Editor's Note: China's Best Museum Exhibitions of 2019 Awards were recently unveiled. Twenty-nine winners distinguished themselves in five categories. Organized by the National Cultural Heritage Administration, the Chinese Museums Association, and China Cultural Relics News, the annual event, dubbed the Oscar Awards in China's cultural relics realm, has now completed its 17th run since its inception in 1997, receiving 114 applications from various types of museums in 28 provinces, autonomous regions, and municipalities and hitting a historical high despite the overwhelming COVID-19 pandemic.
The winning exhibitions cover a wide range of themes, including art, science, history, natural history, and modern revolutionary history, and offer various perspectives on and interpretations of artistic, historical, or scientific collections. Notably, two categories of awards are dedicated to international joint exhibitions to promote cross-cultural understandings between China and the rest of the world.

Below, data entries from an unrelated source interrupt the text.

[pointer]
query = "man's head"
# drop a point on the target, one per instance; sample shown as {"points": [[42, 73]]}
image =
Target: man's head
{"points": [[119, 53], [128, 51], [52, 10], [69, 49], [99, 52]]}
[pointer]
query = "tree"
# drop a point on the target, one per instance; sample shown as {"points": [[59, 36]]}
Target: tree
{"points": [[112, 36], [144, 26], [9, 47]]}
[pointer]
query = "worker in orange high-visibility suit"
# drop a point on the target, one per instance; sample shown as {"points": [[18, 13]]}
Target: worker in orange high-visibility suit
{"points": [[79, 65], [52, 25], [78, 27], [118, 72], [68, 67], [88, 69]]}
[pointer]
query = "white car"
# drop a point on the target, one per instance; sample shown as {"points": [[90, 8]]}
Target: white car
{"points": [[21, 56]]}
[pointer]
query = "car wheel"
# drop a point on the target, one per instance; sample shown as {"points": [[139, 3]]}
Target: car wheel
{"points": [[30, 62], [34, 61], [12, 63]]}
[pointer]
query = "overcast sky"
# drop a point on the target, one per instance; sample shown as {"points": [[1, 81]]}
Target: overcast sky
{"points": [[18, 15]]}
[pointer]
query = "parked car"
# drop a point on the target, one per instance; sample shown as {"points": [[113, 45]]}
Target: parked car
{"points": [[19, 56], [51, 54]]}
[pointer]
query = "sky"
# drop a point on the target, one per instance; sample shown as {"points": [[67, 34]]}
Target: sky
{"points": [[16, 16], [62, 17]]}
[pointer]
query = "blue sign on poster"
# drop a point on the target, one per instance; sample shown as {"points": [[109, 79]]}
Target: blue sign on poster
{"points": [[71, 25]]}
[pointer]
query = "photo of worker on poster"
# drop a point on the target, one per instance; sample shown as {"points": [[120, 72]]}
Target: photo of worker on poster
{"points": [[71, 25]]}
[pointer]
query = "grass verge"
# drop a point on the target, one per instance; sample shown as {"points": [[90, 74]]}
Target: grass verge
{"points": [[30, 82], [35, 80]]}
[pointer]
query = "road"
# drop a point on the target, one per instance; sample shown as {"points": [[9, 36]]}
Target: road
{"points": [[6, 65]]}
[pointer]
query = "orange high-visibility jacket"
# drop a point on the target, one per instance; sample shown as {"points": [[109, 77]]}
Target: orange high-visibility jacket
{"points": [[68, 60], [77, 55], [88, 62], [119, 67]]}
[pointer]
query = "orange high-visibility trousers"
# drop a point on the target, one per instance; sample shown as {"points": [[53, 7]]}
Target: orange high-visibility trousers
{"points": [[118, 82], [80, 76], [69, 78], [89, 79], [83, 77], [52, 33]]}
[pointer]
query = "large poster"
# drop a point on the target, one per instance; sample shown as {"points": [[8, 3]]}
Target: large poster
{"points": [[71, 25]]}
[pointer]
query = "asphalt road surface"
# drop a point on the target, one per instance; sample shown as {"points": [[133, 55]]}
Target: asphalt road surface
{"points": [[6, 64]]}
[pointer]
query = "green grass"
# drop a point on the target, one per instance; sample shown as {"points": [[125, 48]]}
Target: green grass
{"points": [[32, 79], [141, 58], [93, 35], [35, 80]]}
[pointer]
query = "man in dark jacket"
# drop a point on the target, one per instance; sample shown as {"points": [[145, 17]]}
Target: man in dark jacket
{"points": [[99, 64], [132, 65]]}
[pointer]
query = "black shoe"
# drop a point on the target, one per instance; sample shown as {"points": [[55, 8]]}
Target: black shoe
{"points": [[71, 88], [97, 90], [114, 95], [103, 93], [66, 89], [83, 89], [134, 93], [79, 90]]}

The Painted Screen: Past and Future
画屏:传统与未来
Dates: Sept 6 - Dec 6, 2019
Location: Suzhou Museum, Suzhou city, Jiangsu province
Organized by Suzhou Museum and curated by Wu Hung, an art history professor with the University of Chicago, the exhibition was China’s first large display of painted screens.
In ancient China, painted screens were an important painting format and also a piece of furniture widely used to partition off building space as well as decorate houses.
Screens displayed in the exhibition gallery [Photo provided to chinadaily.com.cn]
The exhibition juxtaposed modern and past, focusing on the unique art format of the painted screen. In the ancient part of the exhibition, 93 exhibits fell into three units themed on Screens and Ritual Space, Painted Screens, and Paintings Depicting Screens. Items on display included unearthed objects, furniture, architectural components, and traditional Chinese paintings.
An installation in the form of a painted screen is displayed in the gallery. [Photo provided to chinadaily.com.cn]
Ten of the exhibits werefrom Suzhou Museum’s collection and 83 antiques were on loan from 18 domestic and foreign museums, such as the Palace Museum, Shanghai Museum, and Nanjing Museum, and the Nelson-Atkins Museum of Art, Art Institute of Chicago, and Museum of Fine Arts, Boston.
In the modern part, 14 groups of art works created by nine contemporary artists were displayed, including ink paintings, sculptures, installations, photography and behavioral art.
Art works created by contemporary artists in the gallery [Photo provided to chinadaily.com.cn]
Suzhou Museum also provided online resources to the public. A symposium on painted screen and art appreciation courses were held during the exhibition.